A to cos takiego swiadczy o tym do czego jestesmy zdolni:)
czy uwazasz ,ze mozna pozwolic na to aby TAKI potencjal jaki w kazdym z nas drzemie mogl zostac zmarnowany ?
Jesli nie sprobujesz -nie wiesz.
Ja naleze do tych ,ktorzy nie rezygnuja z gory.
Czasami zadanie ,ktorego mamy sie przeraza nas swoim ogromem.Ale potem nagle okazuje sie ,ze nie taki diabel straszny:)
Tylko dlatego ,ze nie znalismy swoich mozliwosci .
Wez pod uwage rowniez to ,ze ktos uparcie pracuje nad tym abysmy przypadkiem w te mozliwosci nie uwierzyli
Proponuje abysmy przekonali sie wspolnie na co naprawde nas stac.
Gdzie jest granica tego co mozemy wspolnie ,jako narod osiagnac.
Moim zdaniem nie ma takiego zadania ,ktoremu nie jestemy w stanie podolac.
Jako przyklad niech posluzy tutaj to czego narod polski byl w stanie dokonac w ciagu 20 !!!!!!!!! lat pomiedzy wojnami.
Skoro wygralem swoj pierwszy wyscig i osiagnalem mete jako pierwszy ze 150 milionowego peletonu ..Nie ma takiej rzeczy ,ktorej moge sie obawiac.

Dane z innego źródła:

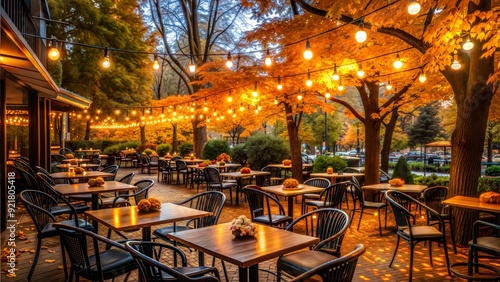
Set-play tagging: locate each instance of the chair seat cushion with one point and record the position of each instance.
(276, 219)
(300, 262)
(162, 232)
(423, 232)
(487, 244)
(114, 261)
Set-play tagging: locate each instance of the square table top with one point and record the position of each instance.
(407, 188)
(336, 175)
(471, 203)
(268, 243)
(86, 174)
(83, 188)
(278, 190)
(128, 218)
(237, 174)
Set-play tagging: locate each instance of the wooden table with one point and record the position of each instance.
(246, 253)
(83, 188)
(259, 178)
(407, 188)
(86, 174)
(290, 193)
(129, 218)
(474, 204)
(85, 166)
(334, 176)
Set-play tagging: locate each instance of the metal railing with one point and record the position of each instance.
(19, 12)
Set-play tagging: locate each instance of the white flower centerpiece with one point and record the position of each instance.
(242, 227)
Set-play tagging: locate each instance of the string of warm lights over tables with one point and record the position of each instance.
(413, 8)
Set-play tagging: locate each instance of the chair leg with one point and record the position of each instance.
(35, 260)
(412, 247)
(395, 251)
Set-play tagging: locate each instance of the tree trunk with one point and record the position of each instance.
(143, 134)
(174, 137)
(87, 130)
(293, 136)
(386, 147)
(199, 136)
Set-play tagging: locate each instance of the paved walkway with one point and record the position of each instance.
(372, 266)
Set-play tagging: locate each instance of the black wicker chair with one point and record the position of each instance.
(433, 196)
(336, 270)
(364, 205)
(317, 182)
(412, 233)
(260, 206)
(331, 197)
(38, 204)
(153, 269)
(107, 260)
(214, 182)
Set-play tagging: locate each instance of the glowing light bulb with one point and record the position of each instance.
(361, 34)
(422, 77)
(308, 52)
(468, 45)
(413, 7)
(229, 61)
(268, 61)
(398, 64)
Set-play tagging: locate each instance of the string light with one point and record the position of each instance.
(255, 93)
(335, 74)
(422, 77)
(340, 87)
(106, 63)
(54, 52)
(308, 52)
(229, 61)
(361, 72)
(268, 61)
(361, 33)
(413, 7)
(456, 64)
(192, 66)
(156, 65)
(397, 63)
(468, 45)
(308, 81)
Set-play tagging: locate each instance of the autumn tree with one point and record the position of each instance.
(127, 81)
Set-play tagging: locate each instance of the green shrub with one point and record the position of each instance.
(239, 154)
(265, 149)
(321, 163)
(432, 180)
(488, 183)
(186, 148)
(214, 148)
(492, 171)
(163, 149)
(402, 170)
(143, 147)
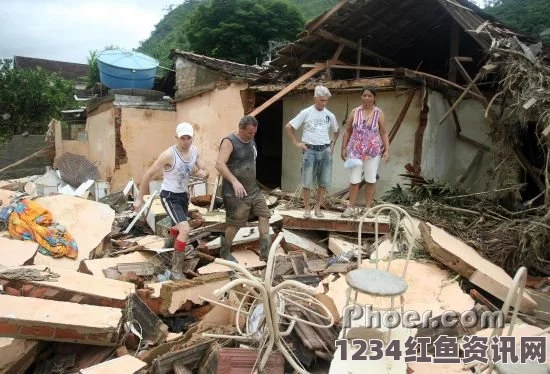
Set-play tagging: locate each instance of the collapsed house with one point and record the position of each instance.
(440, 123)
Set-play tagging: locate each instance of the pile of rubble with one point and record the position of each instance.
(113, 307)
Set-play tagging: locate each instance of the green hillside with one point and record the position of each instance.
(169, 33)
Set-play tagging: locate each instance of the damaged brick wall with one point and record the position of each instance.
(120, 153)
(20, 147)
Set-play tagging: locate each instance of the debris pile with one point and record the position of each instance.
(114, 307)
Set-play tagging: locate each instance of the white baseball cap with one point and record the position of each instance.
(184, 128)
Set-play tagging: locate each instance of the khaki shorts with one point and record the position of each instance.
(239, 211)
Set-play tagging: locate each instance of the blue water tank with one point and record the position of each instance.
(119, 68)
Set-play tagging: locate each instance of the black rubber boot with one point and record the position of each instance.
(265, 246)
(225, 250)
(177, 265)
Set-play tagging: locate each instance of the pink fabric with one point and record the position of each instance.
(365, 141)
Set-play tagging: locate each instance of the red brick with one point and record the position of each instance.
(38, 292)
(101, 337)
(76, 299)
(50, 293)
(69, 334)
(12, 291)
(26, 289)
(7, 329)
(38, 331)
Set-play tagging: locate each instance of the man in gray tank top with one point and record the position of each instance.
(242, 196)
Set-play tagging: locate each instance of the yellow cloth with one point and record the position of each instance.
(30, 221)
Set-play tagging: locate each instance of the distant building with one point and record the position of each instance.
(78, 73)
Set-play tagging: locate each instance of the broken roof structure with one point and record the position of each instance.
(419, 35)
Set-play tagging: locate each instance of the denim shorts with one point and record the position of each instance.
(316, 168)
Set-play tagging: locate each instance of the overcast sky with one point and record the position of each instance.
(66, 30)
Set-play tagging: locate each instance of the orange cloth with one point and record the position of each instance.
(30, 221)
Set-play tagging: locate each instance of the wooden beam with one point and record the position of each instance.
(473, 164)
(473, 142)
(335, 56)
(466, 76)
(454, 49)
(287, 89)
(530, 169)
(419, 135)
(351, 67)
(353, 45)
(326, 16)
(401, 117)
(462, 96)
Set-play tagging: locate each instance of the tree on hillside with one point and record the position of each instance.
(239, 30)
(30, 98)
(529, 16)
(169, 34)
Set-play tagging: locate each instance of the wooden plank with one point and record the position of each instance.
(33, 318)
(154, 331)
(473, 142)
(401, 117)
(298, 262)
(125, 364)
(304, 243)
(353, 45)
(341, 267)
(466, 76)
(340, 246)
(318, 23)
(174, 294)
(247, 258)
(286, 90)
(463, 259)
(243, 360)
(332, 222)
(188, 356)
(76, 287)
(316, 266)
(140, 268)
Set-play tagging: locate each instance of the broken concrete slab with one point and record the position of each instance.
(123, 365)
(332, 222)
(175, 294)
(244, 257)
(17, 252)
(339, 246)
(31, 318)
(95, 267)
(16, 355)
(295, 241)
(243, 360)
(245, 235)
(89, 222)
(463, 259)
(75, 287)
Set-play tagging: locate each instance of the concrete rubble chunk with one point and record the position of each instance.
(121, 365)
(463, 259)
(31, 318)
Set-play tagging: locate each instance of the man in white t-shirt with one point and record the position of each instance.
(320, 131)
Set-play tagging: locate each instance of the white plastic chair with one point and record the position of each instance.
(377, 282)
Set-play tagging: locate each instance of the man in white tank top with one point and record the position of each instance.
(177, 164)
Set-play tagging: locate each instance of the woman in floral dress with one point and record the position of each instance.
(365, 142)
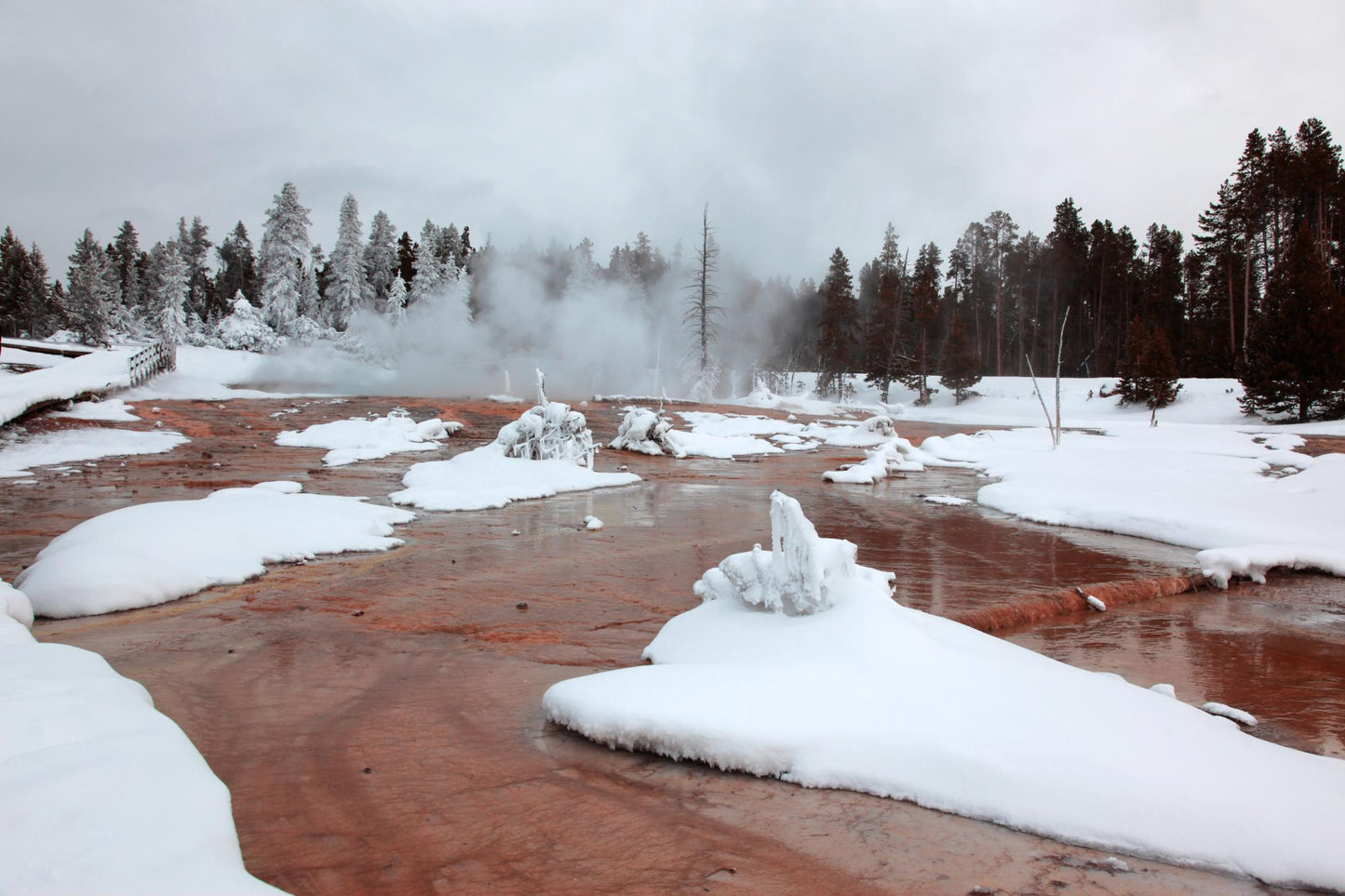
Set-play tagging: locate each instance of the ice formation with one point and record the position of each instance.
(800, 573)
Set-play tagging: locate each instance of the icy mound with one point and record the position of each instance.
(803, 573)
(360, 439)
(157, 552)
(549, 431)
(894, 456)
(647, 432)
(880, 699)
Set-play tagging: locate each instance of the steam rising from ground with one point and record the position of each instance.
(601, 337)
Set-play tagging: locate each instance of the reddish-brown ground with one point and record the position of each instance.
(377, 717)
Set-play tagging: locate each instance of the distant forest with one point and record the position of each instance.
(1257, 293)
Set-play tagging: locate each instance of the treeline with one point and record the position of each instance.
(1255, 295)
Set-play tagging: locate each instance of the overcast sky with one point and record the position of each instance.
(806, 127)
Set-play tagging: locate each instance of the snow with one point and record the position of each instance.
(94, 373)
(18, 455)
(108, 410)
(101, 793)
(487, 478)
(874, 697)
(1197, 486)
(157, 552)
(1229, 712)
(362, 439)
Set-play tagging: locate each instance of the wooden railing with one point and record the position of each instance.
(153, 361)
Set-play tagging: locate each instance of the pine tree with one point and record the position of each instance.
(838, 326)
(93, 291)
(960, 365)
(347, 291)
(397, 301)
(886, 355)
(1296, 361)
(703, 314)
(126, 256)
(924, 301)
(237, 267)
(381, 259)
(169, 287)
(284, 259)
(1149, 370)
(431, 274)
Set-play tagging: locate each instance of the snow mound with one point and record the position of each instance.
(489, 478)
(647, 432)
(15, 604)
(1254, 561)
(896, 455)
(800, 576)
(87, 443)
(245, 329)
(157, 552)
(549, 431)
(101, 793)
(874, 697)
(360, 439)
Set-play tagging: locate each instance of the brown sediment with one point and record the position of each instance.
(419, 666)
(1034, 608)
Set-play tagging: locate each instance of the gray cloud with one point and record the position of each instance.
(804, 126)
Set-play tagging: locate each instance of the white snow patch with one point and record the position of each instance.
(486, 478)
(87, 443)
(1229, 712)
(359, 439)
(157, 552)
(880, 699)
(101, 793)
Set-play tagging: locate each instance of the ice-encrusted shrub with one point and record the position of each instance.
(800, 575)
(549, 432)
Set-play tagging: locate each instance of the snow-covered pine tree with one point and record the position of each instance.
(381, 260)
(347, 291)
(284, 259)
(431, 274)
(169, 288)
(93, 291)
(397, 301)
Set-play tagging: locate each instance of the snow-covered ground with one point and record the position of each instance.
(77, 446)
(157, 552)
(101, 793)
(362, 439)
(800, 665)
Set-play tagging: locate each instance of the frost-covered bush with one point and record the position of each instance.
(647, 432)
(798, 576)
(549, 432)
(245, 329)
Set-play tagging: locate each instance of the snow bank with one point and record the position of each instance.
(1203, 488)
(880, 699)
(489, 478)
(87, 443)
(101, 793)
(109, 410)
(15, 604)
(157, 552)
(94, 373)
(360, 439)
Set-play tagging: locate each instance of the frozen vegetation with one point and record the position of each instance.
(157, 552)
(800, 665)
(101, 793)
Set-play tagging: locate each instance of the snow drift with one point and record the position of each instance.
(869, 696)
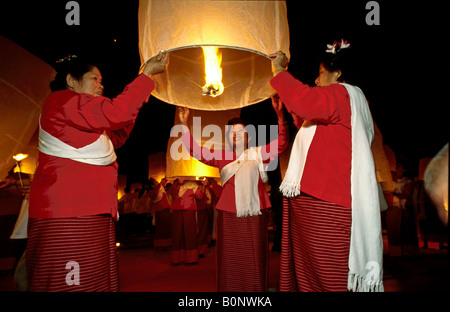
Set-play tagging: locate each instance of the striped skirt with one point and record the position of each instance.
(72, 254)
(184, 237)
(163, 228)
(242, 253)
(315, 245)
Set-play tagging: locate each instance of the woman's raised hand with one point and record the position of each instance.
(157, 64)
(279, 62)
(277, 104)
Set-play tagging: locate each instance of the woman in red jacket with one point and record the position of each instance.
(242, 237)
(73, 199)
(331, 238)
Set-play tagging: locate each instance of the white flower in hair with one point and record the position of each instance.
(331, 48)
(344, 44)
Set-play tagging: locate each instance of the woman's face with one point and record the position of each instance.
(238, 136)
(326, 77)
(91, 83)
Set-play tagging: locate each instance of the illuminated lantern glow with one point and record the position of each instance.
(24, 84)
(213, 72)
(244, 32)
(436, 183)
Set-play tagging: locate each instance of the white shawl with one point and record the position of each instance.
(246, 170)
(100, 153)
(366, 244)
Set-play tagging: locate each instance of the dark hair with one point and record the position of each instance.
(342, 60)
(73, 66)
(231, 122)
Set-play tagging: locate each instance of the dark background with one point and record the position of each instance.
(403, 64)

Piszesz ,ze wolisz aby kazdy kipial z nienawisci i ze zlosci.
Uwazam ,ze to nie wystarczy.Nienawiscia i zloscia mozna latwo sterowac a nasi wrogowie w tym wlasnie sa mistrzami.
Wtedy gdy potarfimy opanowac emocje -wtedy jestesmy bezpieczni.
Przypomnial mi sie dowcip o dwoch bykach:
na szczycie wzgorza pasly sie dwa byki.Mody i gniewny oraz troche starszy i bardziej doswiadczony.Mlody byczek zauwazyl na dole,w dolinie stado ponetnych jalowek,zapalil sie do czynu i wola do swojego starszego kolegi: "Proponuje abysmy poganli na dol i posiedli pare z tych pieknych samic".
Na to stary byk:"A ja proponuje abysmy ZESZLI NA DOL I POSIEDLI JE WSZYSTKIE"
Proponuje abysmy zeszli na dol i spokojnie pognali ich wszystkich do diabla.